The sound of drones, the movements of satellites, the everyday activities of scientific research stations: all might seem like harmless, granular information. But when enough is scraped and aggregated? 

“At scale, benign data becomes intelligence,” said Greg Falco ’10, assistant professor of mechanical and aerospace engineering in the Cornell Duffield College of Engineering.

Credit: Senate U.S.-China Economic and Security Review Commission

In testimony before the congressional U.S.-China Economic and Security Review Commission on April 30, Falco explained how this low-level “pattern-of-life” data can reveal the purpose, intent and function of activities and technology with both civilian and military – or dual-use – applications, and how that knowledge can be leveraged for tactical advantage.

“Pattern-of-life data becomes strategically powerful at scale because it allows an adversary to understand system capabilities and predict future behavior with high confidence,” Falco said.

The commission invited Falco to testify about China’s expanding strategy for data acquisition and exploitation, with the aim of helping Congress develop policy recommendations to strengthen U.S. technological leadership and security in an increasingly contested global environment.

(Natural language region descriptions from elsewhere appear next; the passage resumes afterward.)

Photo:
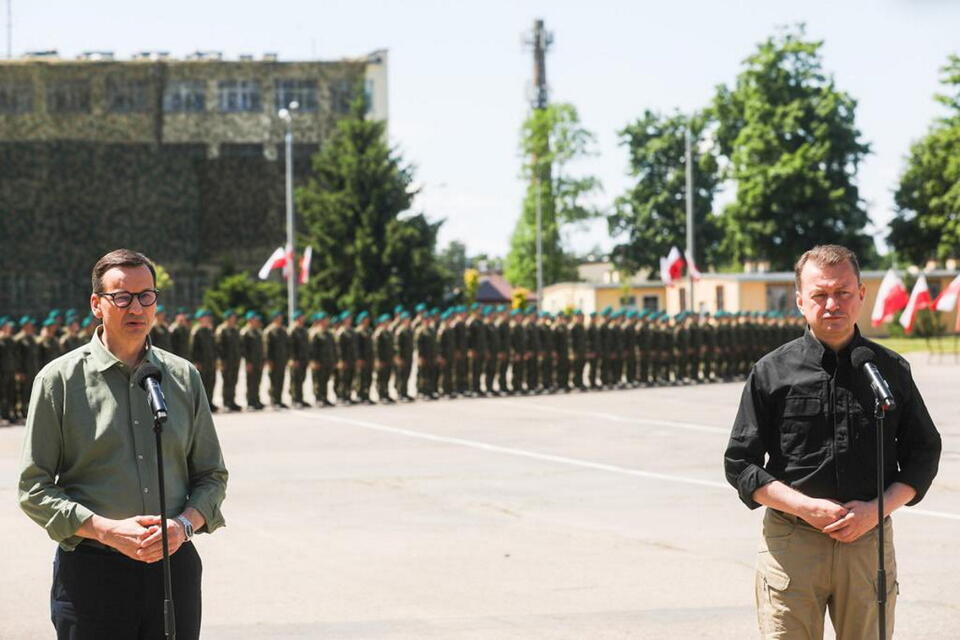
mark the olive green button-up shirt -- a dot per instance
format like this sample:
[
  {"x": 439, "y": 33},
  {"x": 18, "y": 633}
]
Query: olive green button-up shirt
[{"x": 89, "y": 446}]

Low-level data has grown in strategic value, according to Falco, due to the rise of machine learning and large-scale data processing.

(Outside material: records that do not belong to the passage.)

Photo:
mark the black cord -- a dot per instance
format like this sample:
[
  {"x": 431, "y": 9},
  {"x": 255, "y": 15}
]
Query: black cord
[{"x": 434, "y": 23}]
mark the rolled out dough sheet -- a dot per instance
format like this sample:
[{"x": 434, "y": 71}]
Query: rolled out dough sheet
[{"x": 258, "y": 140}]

“What was once too complex or voluminous to interpret can now be processed, correlated and acted upon in near real time,” he said.

This is a key part of China’s broader approach. 

“China is not collecting data for isolated insights. It is building a large-scale data dragnet to extract pattern-of-life across systems and environments,” Falco said. “The objective is to move from observation to prediction, and from prediction to strategic advantage.”

Among the targets that are vulnerable to this strategy are drone systems that generate a continuous stream of structured telemetry data, such as radio-frequency transmission patterns, GPS coordinates and power consumption – all “exhaust signals of a system,” Falco said. 

In particular, acoustic sensing is highly revealing, he noted, as it provides access to processes, not just appearances, and different propulsion systems generate distinct acoustic signatures.

“This type of acoustic inference becomes significantly more powerful when fused with telemetry, geolocation and RF data, enabling high-confidence assessments of system behavior and operational intent,” he said.

Another potential security risk that can leveraged are science research platforms, specifically ones in regions where the U.S. has reduced its level of engagement and investment.

“China is deliberately filling the gap through a coordinated science diplomacy strategy, establishing strategically placed research stations that function as dual-use data collection platforms for both civilian collaboration and military-relevant intelligence gathering,” Falco said.

For example, ionospheric sensing from remote and polar research stations enables China to detect and characterize otherwise undisclosed U.S. space and launch activities without direct observation, according to Falco.

These research platforms are not only located on Earth. Spacecraft can fulfill a similar function, collecting data that is typically inaccessible. But by doing so, they reveal their capabilities.  

“Understanding how U.S. systems behave allows China to design operations that exploit timing gaps, avoid detection thresholds, or apply pressure without crossing perceived redlines,” he said.

One technological component that unites all these systems and generates much-coveted “data exhaust” of its own is the semiconductor. In semiconductors, the most granular and least protected data – i.e., “side-channel” signals such as power consumption and electromagnetic emissions – can be accessed and exploited at scale, Falco said.

“By extracting and exploiting low-level signals from chips embedded across critical systems, China can build a detailed understanding of system behavior that feeds directly into higher-level mission inference and capability characterization across domains.”

Taken together, all of this data shows not only what a system is doing, but how it is being used and how it fits into a broader mission.

These security risks are compounded by the fact that allied nations perceive the threats differently and they have no coordinated policy framework yet.

In his testimony, Falco made a series of policy recommendations for the U.S.:

• Establish stricter requirements for the monitoring and restriction of foreign components in critical aerospace, defense and infrastructure systems;
• Reinvest in scientific presence and influence in global environments where underlying data and infrastructure are being established; prioritize international scientific partnerships that align with U.S. strategic interests; and support the creation of joint research and testing initiatives with allied nations;
• Promoting security-by-design – i.e., process-based approaches that integrate security into system architecture from the outset – through standards and procurement.

“To respond effectively, the United States needs to move beyond reactive measures,” Falco said in conclusion. “It must secure the foundational layers of its systems, maintain a presence in key data-generating environments and embed security into system design and governance from the start. This competition is about understanding how systems operate and turning that technical understanding into strategic advantage.”